Письмо Кушнера по форме напоминало отчет. Он перестал тренироваться, но нашел хорошую работу, которую удается совмещать с учебой в институте. Ингу видит почти каждый день и помогает ей, чем только может. По слухам, Мастер собирается ехать в Китай, в монастырь Шаолиня, в командировку по линии Госкомспорта. Якобы собираются форсированными темпами развивать в стране восточные единоборства, в ближайшее время снимут запрет на карате. Когда отслужу, мне будет, где развернуться. Может, я стану абсолютным чемпионом Ленинграда по карате или каким-нибудь боям в смешанном стиле…

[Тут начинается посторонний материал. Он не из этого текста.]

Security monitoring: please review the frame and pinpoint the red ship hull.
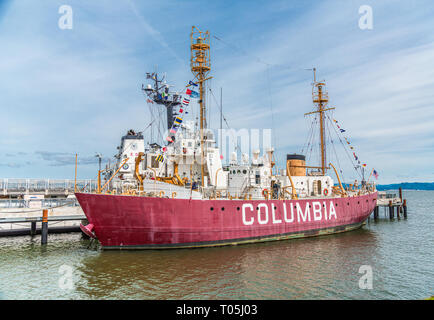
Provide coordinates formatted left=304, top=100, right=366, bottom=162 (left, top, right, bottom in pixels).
left=76, top=192, right=377, bottom=249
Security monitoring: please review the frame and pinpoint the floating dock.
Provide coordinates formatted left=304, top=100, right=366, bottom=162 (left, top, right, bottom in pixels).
left=373, top=188, right=407, bottom=220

Инга написала немного. Любит, скучает. Чувствует себя хорошо, доктор говорит, что беременность протекает без осложнений и все будет в порядке. Волнуется, конечно. Не за себя – за меня. Как я там? Трудно? Когда наш ребеночек подрастет, он будет гордиться, что у него такой героический папа.
В конце письма Инга сорвалась. «В моей жизни, – написала она, – уже был один настоящий мужчина. Он тоже пошел служить в армию. Я боюсь таких совпадений… Ты там себя береги, обещаешь? Помни, ты нам нужен живым и здоровым. Постарайся ни с кем не драться, лучше уступи. Главное, чтобы уже меньше чем через два года мы тебя обняли целого и невредимого… Миша говорит, что можно будет приехать к тебе в гости. Если получится, мы приедем обязательно. Доктор говорит, что мне можно пока путешествовать… Из вашей части в Афганистан не посылают?»